A PUFA is attacked by a FR (•OH or ROO•−), which abstracts one hydrogen atom (H•) from a methylene group with an adjacent double bound (—CH—), and this abstraction results in a pentadienyl carbon-centered lipid radical (—•CH—).
2.
The carbon-centered lipid radical undergoes a molecular rearrangement to form a conjugated diene, which then combines with O2 to form a lipidic peroxyl radical (ROO•).
3.
The lipidic peroxyl radical is fragmented to give O2 and a lipid radical (the reverse of reaction 2).
4.
A rearrangement of the peroxyl radical occurs.
5.
A cyclization of the peroxyl radical occurs, but this reaction is only carried out when PUFA has more than three double bonds.

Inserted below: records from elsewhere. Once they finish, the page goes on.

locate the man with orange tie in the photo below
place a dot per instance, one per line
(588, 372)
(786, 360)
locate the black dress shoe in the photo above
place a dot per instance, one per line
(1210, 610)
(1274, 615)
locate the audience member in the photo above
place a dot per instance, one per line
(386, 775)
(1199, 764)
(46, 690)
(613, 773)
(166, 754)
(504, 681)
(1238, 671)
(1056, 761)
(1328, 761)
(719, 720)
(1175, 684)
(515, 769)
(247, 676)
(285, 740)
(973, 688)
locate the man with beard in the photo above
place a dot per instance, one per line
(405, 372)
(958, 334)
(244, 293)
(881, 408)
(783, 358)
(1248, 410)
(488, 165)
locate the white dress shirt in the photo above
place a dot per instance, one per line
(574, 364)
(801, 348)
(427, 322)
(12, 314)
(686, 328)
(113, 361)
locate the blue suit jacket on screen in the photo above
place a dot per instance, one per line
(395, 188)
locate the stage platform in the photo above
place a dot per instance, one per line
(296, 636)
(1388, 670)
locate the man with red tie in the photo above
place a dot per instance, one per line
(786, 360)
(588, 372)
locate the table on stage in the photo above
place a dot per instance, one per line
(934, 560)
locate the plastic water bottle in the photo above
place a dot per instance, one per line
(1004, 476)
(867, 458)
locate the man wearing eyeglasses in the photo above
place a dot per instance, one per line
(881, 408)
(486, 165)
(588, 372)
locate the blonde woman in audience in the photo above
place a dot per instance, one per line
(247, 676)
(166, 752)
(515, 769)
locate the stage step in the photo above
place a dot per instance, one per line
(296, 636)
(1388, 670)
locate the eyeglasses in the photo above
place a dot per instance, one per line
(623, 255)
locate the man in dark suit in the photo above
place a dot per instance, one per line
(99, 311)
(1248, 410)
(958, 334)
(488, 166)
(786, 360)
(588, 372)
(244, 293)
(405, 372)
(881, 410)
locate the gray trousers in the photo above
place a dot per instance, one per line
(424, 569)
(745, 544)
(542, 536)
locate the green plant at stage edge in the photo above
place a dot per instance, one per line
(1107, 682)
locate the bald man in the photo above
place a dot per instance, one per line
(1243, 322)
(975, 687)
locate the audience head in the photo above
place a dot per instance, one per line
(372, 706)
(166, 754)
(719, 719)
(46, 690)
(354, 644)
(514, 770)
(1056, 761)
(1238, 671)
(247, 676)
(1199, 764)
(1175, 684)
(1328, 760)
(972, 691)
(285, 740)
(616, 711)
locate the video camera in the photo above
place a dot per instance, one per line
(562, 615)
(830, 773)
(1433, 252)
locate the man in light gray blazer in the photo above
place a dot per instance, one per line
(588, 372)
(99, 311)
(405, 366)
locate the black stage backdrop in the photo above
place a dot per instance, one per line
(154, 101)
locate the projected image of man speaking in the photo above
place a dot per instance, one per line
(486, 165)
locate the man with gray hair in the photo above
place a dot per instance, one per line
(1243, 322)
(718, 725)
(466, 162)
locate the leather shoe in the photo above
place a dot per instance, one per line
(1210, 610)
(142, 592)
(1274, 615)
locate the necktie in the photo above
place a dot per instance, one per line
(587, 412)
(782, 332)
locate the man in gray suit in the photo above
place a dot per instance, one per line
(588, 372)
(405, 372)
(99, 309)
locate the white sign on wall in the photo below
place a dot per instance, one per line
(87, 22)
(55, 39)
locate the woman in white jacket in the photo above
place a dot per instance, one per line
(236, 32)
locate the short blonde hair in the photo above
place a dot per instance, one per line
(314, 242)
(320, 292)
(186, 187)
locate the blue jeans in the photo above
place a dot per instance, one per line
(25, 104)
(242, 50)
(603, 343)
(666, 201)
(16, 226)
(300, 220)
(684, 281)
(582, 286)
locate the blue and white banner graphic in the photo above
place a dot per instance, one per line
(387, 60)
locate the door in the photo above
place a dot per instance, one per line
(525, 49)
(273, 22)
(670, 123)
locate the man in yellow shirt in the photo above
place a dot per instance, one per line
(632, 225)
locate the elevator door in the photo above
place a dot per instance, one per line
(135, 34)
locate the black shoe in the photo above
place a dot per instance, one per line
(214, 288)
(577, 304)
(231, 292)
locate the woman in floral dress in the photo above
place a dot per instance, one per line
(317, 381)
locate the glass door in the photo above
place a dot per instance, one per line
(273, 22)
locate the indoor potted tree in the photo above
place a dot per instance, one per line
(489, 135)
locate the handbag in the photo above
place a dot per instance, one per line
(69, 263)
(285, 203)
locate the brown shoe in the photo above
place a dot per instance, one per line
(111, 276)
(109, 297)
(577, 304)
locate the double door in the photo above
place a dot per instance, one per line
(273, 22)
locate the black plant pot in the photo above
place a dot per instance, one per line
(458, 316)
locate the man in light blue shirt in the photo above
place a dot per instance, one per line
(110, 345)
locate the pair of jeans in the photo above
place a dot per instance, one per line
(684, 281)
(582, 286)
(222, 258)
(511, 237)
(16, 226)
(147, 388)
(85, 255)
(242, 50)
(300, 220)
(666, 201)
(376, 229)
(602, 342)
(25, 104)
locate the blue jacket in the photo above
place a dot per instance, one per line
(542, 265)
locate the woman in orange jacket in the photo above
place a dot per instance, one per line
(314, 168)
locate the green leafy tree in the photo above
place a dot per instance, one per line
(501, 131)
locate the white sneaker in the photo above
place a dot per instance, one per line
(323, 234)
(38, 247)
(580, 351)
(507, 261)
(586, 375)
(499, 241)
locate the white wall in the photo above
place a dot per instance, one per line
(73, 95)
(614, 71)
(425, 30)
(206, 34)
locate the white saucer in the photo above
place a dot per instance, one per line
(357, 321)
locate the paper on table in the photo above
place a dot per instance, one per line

These new peroxyl radicals are capable of extracting the hydrogen atom of other PUFAs and inducing further oxidation. Peroxidation is continued until the substrate is terminated or the sequence is interrupted by an antioxidant [43, 90, 91].
Extensive lipid peroxidation in biological membranes causes fluidity loss, loss of membrane potential, increased permeability to H+ and other ions, and, eventually, the release of cell contents and organelles resulting in cell death, whether programmed (apoptosis) or unprogrammed [43, 92, 93]. Likewise, lipid peroxidation products such as malondialdehyde and unsaturated aldehydes inactivate cellular proteins by forming protein cross-linkages [23].
Lipid peroxidation by a nonenzymatic, non-radical mechanism is induced by singlet oxygen and ozone [90], but this process has not been well studied, and the mechanism is not fully understood.
4.3.2 Proteins Oxidation
Proteins are also direct targets of ROS/RNS because of their high concentrations in living organisms, and different reactions involving proteins occur, such as carboxylation, nitration, loss of sulfhydryls, backbone damage, side-chain damage, fragmentation, unfolding and conformational changes in tertiary and quaternary structures, alteration of electrical charge, oxidation of specific amino acids, spontaneous reactions with glucose (glycosylation), and covalent cross-links [83, 87, 94].
Protein, as well as lipid, oxidation by FRs is initiated by the abstraction of a hydrogen atom from the a-carbon site, resulting in a carbon-centered radical. This reaction can be carried out at the backbone or in the side chain, and in both cases, these species appear to have two major fates: reaction with O2 to give a peroxyl radical or a reaction with another radical. The peroxyl radicals that are formed undergo different subsequent reactions that are dependent on if the reaction is with the backbone or side chain. When the reaction occurs with the backbone, an elimination reaction releases HO2 • and generates an imine, which undergoes further hydrolysis and backbone fragmentation. When the reaction occurs with the side chain, peroxyl radicals undergo a range of radical–radical termination reactions that can generate alcohols and carbonyl compounds or, alternatively, alkoxyl radicals and O2. When the reaction occurs with another radical, the carbon-centered radical is converted into a hydroperoxide, and if this reaction occurs with the backbone, the subsequent decomposition of the hydroperoxide to a radical can result in backbone fragmentation via an alkoxyl-radical-mediated process [85, 95].